BIG CYPRESS — A packed parking lot in front of the Herman L. Osceola Gymnasium served as a good indication to the popularity of the eighth annual Tigertail Brothers Memorial Basketball Tournament.
This year’s tournament drew the most participants in its history.
Vehicles filled all the parking spaces and the grassy perimeter for the adult men’s division, which attracted 14 teams and about 100 players to Big Cypress on the final day of the Sept. 17-19 tournament. Opening night drew seven legends teams for the 40-and-above crowd. The following night, three teams vied for the adult women’s title.
“The turnout is pretty good this year,” tournament organizer Minnie Tigertail said. “We have 24 teams. That’s the most I’ve had. I’m so glad they’re all enjoying it.”
The tournament is held in memory of Minnie’s sons: Duane and Malcolm.
“My sons loved to play basketball. They participated in tournaments on the rez and off the rez,” Minnie said.
Each year Minnie changes the design and colors of the tournament T-shirts. The 2015 edition featured yellow shirts with tournament information on the front, Duane and Malcolm’s names on opposite shoulder sleeves, and photos of them on the back accompanied with a passage from Psalm 119: 113: “Direct my footsteps according to your Word; Let no sin rule over me.”
The tournament began on a winning note for Minnie, her sister Mary Tigertail and the rest of the Real Legends team. They captured the women’s legends championship with wins against the Young Legends and the Magic.
“The older team beat the younger team,” Minnie said.
The Real Legends consisted of Nadine Bowers, Carla Gopher, Rita McCabe, Cassandra Osceola, Nora Osceola, Mary Tigertail, Minnie Tigertail and Vodne Whiteskunk-Chapoose.
The Miami All Timers, a non-Tribal team, won the men’s legends title.
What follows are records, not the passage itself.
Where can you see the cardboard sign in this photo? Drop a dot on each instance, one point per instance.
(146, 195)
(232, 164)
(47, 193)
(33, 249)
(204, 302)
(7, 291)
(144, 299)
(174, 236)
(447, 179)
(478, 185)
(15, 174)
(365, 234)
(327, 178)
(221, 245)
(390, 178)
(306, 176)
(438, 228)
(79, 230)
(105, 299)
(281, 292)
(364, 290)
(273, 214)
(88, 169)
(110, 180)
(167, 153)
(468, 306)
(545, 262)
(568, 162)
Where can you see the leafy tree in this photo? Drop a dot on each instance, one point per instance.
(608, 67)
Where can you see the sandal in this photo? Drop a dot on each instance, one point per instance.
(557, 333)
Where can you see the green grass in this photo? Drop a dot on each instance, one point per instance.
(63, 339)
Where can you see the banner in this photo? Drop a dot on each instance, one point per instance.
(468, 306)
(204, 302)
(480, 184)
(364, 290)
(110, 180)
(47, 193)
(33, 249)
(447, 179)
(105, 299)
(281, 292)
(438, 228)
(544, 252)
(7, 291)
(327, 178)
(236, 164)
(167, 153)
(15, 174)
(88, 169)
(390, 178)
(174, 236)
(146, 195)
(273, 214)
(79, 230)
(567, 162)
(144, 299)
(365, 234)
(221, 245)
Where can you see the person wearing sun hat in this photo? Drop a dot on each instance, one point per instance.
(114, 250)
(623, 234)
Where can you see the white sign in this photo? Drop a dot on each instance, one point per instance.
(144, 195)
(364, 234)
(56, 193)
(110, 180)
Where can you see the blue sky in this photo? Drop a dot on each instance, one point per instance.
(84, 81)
The defending champion Lady Ballers retained the adult women’s title with two wins and no losses.
The adult men’s division featured a marathon of nearly 30 games that started Sept. 18 and continued throughout the next day. Show Time won the championship.
The tournament serves as a competitive weekend for a range of players, including former college players and those who aspire to play in college.
“I like it. There’s some good competition,” said Andre Poux, a 6-foot-7 forward who played for the University of Maine at Fort Kent and now suits up for the Miami Midnites’ semi-pro team with hopes of playing overseas. “I’m trying to get to Russia, or somewhere like that. This helps me keep in shape and get exposure. You meet all different kinds of people.”
Facing experienced, older players has its benefits, said Trewston Pierce, of the Hollywood Reservation.
“It toughens me up,” said Pierce, a Division I college prospect who earned All-Broward County First Team honors at Fort Lauderdale High School last season and now plays for IMG Academy’s National team in Bradenton.
Players on all championship teams received hooded sweatshirts.